Introducing ROS2 Sanitizer Report and Analysis
AWS Robotics has been working on ROS2 code quality and infrastructure improvements since January 2019. Our project specifically focused on issues reported by the AddressSanitizer (ASan) and ThreadSanitizer (TSan) C/C++ runtime analysis tools. Issues the sanitizers surfaced include:
- lock order inversion (potential deadlocks)
- data races
- heap-use-after-free (accessing heap memory after it is freed)
- memory leaks
- signal handler spoils errno (a signal handler overwrites errno)
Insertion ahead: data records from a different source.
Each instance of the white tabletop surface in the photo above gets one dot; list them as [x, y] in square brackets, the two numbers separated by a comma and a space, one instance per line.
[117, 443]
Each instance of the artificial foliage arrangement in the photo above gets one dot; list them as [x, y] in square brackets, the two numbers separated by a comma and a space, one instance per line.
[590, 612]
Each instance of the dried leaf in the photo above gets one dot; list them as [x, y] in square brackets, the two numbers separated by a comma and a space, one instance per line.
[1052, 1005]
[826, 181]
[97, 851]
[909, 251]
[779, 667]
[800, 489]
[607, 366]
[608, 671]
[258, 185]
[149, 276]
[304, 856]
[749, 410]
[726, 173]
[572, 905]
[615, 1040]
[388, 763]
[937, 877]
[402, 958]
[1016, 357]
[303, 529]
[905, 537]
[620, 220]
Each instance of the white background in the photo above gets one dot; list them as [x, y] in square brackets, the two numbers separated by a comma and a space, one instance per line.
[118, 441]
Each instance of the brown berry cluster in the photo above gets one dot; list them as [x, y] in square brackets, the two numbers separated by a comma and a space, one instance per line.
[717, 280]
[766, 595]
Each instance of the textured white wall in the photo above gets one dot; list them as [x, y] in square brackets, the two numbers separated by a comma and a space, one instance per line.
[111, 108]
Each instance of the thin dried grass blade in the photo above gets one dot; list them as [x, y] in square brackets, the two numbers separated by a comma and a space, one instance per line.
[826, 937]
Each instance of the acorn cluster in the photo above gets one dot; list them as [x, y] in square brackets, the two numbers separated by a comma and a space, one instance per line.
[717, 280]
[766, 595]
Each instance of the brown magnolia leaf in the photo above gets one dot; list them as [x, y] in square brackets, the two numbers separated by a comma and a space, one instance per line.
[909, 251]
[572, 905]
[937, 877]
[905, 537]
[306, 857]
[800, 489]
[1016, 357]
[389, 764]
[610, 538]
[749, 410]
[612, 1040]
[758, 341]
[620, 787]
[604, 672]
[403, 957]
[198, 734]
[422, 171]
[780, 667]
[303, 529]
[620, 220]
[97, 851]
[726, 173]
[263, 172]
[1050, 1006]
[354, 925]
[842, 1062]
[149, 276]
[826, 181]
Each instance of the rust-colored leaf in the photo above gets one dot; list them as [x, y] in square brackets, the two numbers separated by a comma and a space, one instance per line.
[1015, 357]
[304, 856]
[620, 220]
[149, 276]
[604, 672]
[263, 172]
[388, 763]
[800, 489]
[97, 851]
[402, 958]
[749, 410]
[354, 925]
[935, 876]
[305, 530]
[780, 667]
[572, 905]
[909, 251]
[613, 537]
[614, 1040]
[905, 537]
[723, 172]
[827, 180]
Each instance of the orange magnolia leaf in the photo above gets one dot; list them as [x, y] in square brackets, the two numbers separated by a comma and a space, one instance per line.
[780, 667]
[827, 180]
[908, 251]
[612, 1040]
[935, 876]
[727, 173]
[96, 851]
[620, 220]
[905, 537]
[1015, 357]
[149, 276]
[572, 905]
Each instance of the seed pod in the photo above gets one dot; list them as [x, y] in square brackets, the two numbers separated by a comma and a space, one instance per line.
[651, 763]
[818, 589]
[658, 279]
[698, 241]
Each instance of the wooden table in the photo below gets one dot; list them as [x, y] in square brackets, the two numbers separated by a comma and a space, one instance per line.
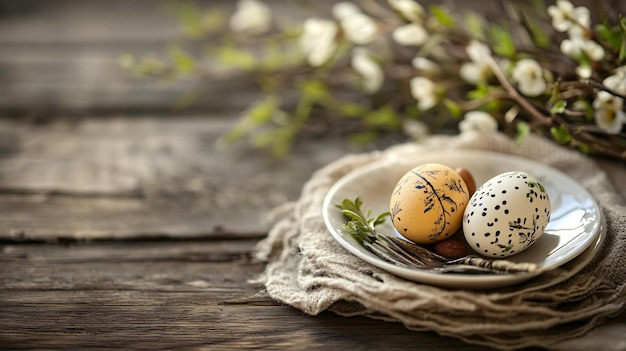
[138, 233]
[126, 228]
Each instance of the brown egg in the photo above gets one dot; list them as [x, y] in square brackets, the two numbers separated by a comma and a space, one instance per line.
[427, 203]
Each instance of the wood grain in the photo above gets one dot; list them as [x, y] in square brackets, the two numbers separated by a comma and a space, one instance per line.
[182, 295]
[143, 177]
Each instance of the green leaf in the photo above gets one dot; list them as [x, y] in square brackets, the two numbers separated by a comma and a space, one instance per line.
[523, 130]
[455, 110]
[475, 25]
[183, 62]
[558, 107]
[352, 109]
[503, 43]
[443, 17]
[622, 51]
[561, 134]
[584, 148]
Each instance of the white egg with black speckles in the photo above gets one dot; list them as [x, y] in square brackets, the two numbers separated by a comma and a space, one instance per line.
[506, 215]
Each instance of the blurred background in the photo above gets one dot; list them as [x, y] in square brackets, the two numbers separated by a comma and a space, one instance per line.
[61, 57]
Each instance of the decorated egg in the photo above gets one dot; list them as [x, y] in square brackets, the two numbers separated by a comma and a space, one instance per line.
[427, 203]
[506, 215]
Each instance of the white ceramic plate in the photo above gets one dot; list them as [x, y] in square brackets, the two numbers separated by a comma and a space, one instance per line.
[575, 228]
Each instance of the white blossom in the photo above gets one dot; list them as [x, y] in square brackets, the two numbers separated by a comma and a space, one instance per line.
[529, 77]
[343, 10]
[565, 16]
[371, 72]
[477, 51]
[358, 27]
[425, 65]
[317, 42]
[609, 114]
[476, 70]
[424, 91]
[408, 9]
[584, 71]
[412, 34]
[617, 81]
[251, 16]
[576, 46]
[478, 121]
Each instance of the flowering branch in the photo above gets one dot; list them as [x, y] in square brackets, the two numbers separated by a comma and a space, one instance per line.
[400, 67]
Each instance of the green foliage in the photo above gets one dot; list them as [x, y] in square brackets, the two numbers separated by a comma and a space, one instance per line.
[558, 107]
[502, 42]
[183, 63]
[443, 17]
[298, 94]
[523, 130]
[561, 134]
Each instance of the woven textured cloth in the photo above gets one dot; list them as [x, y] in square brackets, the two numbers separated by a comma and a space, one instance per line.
[306, 268]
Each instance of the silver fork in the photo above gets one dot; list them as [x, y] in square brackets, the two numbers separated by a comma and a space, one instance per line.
[409, 255]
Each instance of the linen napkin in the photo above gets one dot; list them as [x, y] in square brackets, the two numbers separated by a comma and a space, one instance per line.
[307, 269]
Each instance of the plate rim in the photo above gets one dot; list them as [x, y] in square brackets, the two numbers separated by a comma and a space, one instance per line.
[476, 281]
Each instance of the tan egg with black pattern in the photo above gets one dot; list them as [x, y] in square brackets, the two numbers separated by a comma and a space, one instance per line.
[428, 202]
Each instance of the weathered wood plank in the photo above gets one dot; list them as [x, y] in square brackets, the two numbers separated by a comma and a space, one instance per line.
[130, 177]
[167, 295]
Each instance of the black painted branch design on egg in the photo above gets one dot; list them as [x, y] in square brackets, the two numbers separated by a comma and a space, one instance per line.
[433, 199]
The scope of our project was to analyze as much of the ROS2 core code base as possible (everything included when building with —packages-up-to system_test), fix issues, develop a process so the community can also fix issues, and integrate sanitizers into nightly CI. These topics, as well as what we have done, are outlined in this document.
ROS2 Core Code Report
Sanitizers capture very detailed information during runtime about code quality issues and print them to stderr. Many of the surfaced issues are duplicates as the code path that has them can be encountered multiple times. Just by looking at stderr output, it’s difficult to see how many issues there are and which ones are duplicates. To make it easy to see, we implemented a colcon plugin that parses the output of sanitizer issues as they are printed to stderr, deduplicates them, and writes them in a readable CSV. If the same issue is printed 500 times to stderr during colcon test, it shows up as a single CSV line with a count of 500. The line also includes the relevant information needed for debugging the issue.
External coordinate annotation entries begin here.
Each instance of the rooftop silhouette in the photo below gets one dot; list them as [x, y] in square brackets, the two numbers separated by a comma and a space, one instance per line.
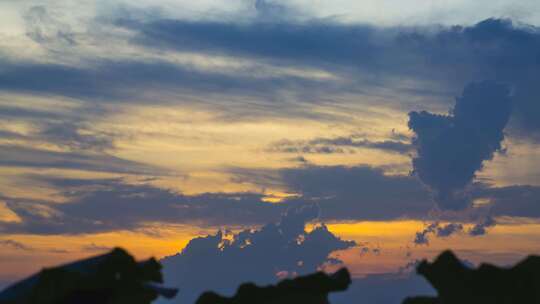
[457, 283]
[110, 278]
[313, 289]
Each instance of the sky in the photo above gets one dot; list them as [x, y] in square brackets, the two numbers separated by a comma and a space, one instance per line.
[270, 138]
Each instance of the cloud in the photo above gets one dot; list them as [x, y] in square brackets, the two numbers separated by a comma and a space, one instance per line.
[111, 204]
[435, 228]
[20, 156]
[342, 193]
[452, 148]
[15, 245]
[342, 144]
[480, 228]
[95, 248]
[222, 261]
[358, 192]
[388, 288]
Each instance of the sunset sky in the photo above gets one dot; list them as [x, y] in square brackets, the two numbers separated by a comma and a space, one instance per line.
[410, 126]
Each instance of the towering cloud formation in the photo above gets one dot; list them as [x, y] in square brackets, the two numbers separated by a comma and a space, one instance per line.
[451, 148]
[222, 261]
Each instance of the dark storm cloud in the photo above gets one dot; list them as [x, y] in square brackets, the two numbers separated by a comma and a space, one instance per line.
[222, 261]
[452, 148]
[519, 200]
[342, 144]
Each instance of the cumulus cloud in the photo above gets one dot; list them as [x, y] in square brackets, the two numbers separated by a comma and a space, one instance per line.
[435, 228]
[222, 261]
[480, 228]
[452, 148]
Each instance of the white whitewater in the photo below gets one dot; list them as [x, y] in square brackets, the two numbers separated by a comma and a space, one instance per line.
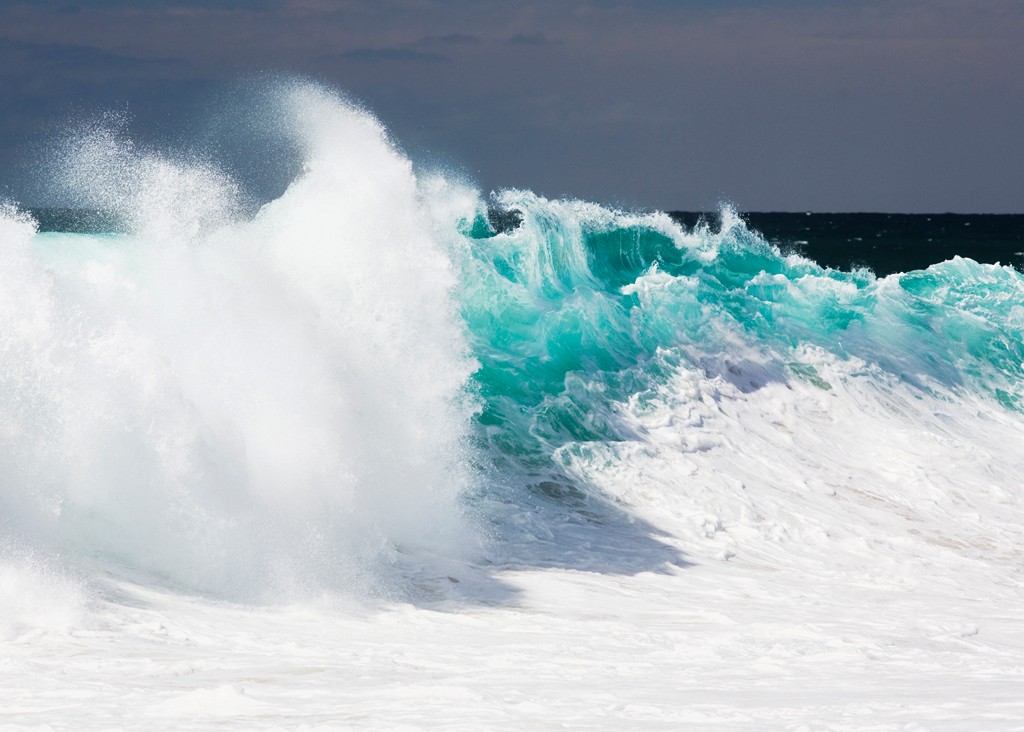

When we started the project, we created two reports — one for ASan and one for TSan — using the colcon tooling we created. The general workflow for generating the reports is as follows.
First, ROS2 code needs to be compiled with ASan or TSan enabled. We created colcon mixins to make it easier to do that.
- colcon build with flag for ASan mixin:
colcon build --mixin asan-gcc
- colcon build with flag for TSan mixin:
colcon build --mixin tsan
Then, run the tests with the sanitizer_report event handler enabled. This event handler parses all printed sanitizer issues, consolidates duplicates, and writes them to a CSV file.
-
colcon test --event-handlers sanitizer_report+
See our tutorial for a complete walk-through of building and testing with ASan or TSan enabled.
We limited our testing to a subset of ROS2 core packages including those in rcl, rclcpp, rmw (Fast-RTPS only), rosidl (Fast-RTPS only), and system_tests repositories, which contain 83,760 source lines of code. While we started with only Fast-RTPS, we will include all DDS implementations in the future as we need to surface sanitizer issues in their associated rmw implementations.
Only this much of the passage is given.